Marvelman was a British superhero character created in the 1950's when England, for some reason, could no longer receive the Captain Marvel (most people from the 1970's on knew this character by the title Shazam when DC later published this character and because of Marvel couldn't have the title "Captain Marvel" on the cover of their comics) comic, so they created their own version of the character because it was such a huge selling title. I haven't read much of the original Marvelman comics from the 1950's but the ones I've read (and from what I know from reading about the genesis of the character in England), it was a total copy of Fawcett's Captain Marvel (Fawcett was the name of the company that published Captain Marvel until DC somehow won a lawsuit that established that their character was an infringement of their tent pole character, Superman). So Marvelman of the 1950's was a solid superhero comic, basically a good Captain Marvel comic until...
Sometime in the late 1950's the British Marvelman comic stopped being published and just vanished until the early 1980's when Alan Moore came on the scene and revived the character in the British comic anthology Warrior (the same comic magazine in which Moore first wrote V For Vendetta). Moore had done some smaller comic work before Marvelman and V For Vendetta in Warrior, but it wasn't until those strips appeared that he started raising eyebrows and landing the Swamp Thing writing gig, which was followed shortly thereafter by Watchmen. As Alan Moore is a genius (and I'm not saying this lightly), as he later did with Swamp Thing, he took the character of Marvelman to an entirely new level that raised the bar for the kind of stories that super hero comics could tell (while at the same time not just discarding everything about Marvelman's past stories). Then one day Warrior folded and we didn't see Marvelman again until...
...1985, when Eclipse became the new publisher of Marvelman. Except Marvel decreed that Eclipse couldn't call the character Marvelman anymore (even though the character was called that since about 1954 and Timely didn't become Marvel Comics until 1961) so they retitled the character Miracleman and Alan Moore even made the new name for the character make more sense for the character. Alan Moore wrote sixteen issues of Marvelman / Miracleman which have long been impossible to find in back issue bins (there was three trades collecting the Moore run, but those are even harder to find).
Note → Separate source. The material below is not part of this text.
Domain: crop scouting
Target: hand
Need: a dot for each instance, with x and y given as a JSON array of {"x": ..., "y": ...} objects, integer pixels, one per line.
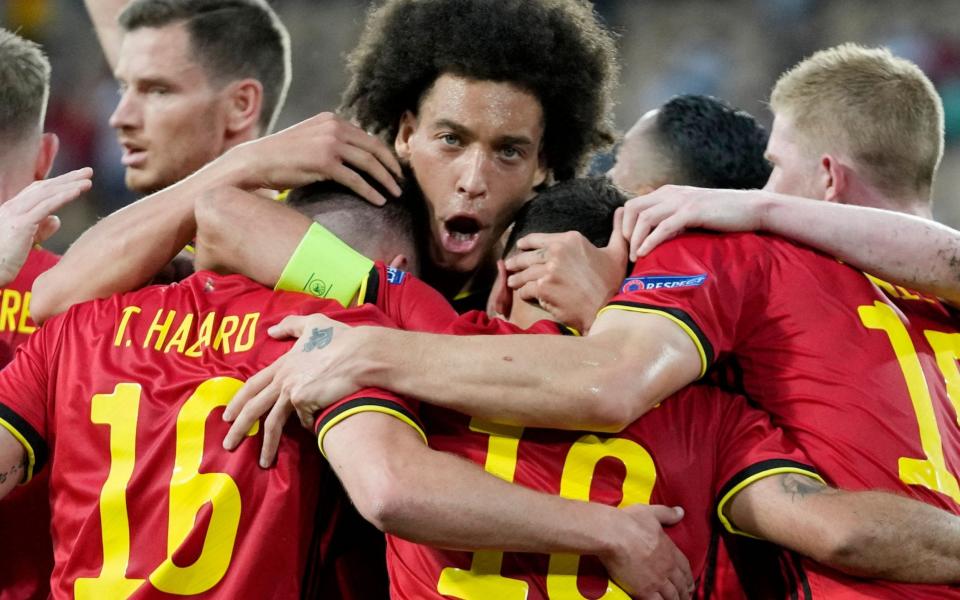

After Eclipse (the comic company) folded, Miracleman once again lingered in publishing limbo and because several people claimed ownership (lots of reeeeeaaallly convoluted legalese), it looked like no one would ever again be able to have (or read) Moore's legendary Miracleman treatment until...
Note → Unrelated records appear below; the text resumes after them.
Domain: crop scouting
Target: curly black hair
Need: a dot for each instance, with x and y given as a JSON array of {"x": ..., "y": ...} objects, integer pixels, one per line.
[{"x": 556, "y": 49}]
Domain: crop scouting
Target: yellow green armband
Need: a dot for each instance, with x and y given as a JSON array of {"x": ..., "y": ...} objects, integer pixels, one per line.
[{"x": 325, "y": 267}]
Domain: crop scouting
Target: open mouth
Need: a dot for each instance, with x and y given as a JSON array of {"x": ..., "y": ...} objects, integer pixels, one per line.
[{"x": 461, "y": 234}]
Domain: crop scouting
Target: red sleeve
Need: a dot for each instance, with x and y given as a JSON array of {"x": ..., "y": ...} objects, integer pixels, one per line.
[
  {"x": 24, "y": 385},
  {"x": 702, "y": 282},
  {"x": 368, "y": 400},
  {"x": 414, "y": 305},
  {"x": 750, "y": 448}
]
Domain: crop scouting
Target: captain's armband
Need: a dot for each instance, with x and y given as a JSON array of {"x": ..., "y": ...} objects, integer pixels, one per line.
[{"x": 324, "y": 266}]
...today, when Marvel made the announcement that things have somehow been ironed out and now they will be publishing the character and he'll be called Marvelman again (as to how this is going to play with th way Moore reworked the character's name). I'm sure Alan Moore isn't super happy with the idea of Marvel publishing some of his work because he had some run-ins with previous managements after which he promised that he'd never work for Marvel, but I'm just glad that whole new generations of people will be able to read this amazing comic (and Moore will be paid, not that that is his primary beef). Seriously anyone who has read what Alan Moore did with Marvelman / Miracleman (especially book three, Olympus, with art master John Totleben) has never looked at superhero comics the same way - THEY ARE THAT GOOD! The above cover is from the ultra rare Miracleman #15 (art by John Totleben). I'm going to guess that by the end of this year or early 2010 we'll see Marvel's Marvelman and then new readers will see what all of the fuss over this seminal comic is about. Snoopy Dance time!
3 comments:
I was wondering whether Marvel would be more interested in reprinting the Moore run than making new stories. As I remember it, Moore didn't like the idea of re-dubbing the character Miracleman for American audiences. That said, I also imagine that he won't be particularly enthused.
For my part, I'll be glad to see new editions of the classic Moore run. I own and have read it all as singles, but I never found a TPB copy of Olympus that I could afford. If anything, that a new generation of readers may be able to get their hands on these books, and the conversations I can have afterward are a pleasant consideration.
Nobody in their right mind, whether they know it or not, would want new MM stories before reading the Moore stories.
Have a great weekend Ron and Bev!
Ralph, you ARE the eternal optimist. That's one of the reasons I like you so much.
I've read little from Marvel over the last 35 years that would give me any reason to get this right. Yes. I am a cynic.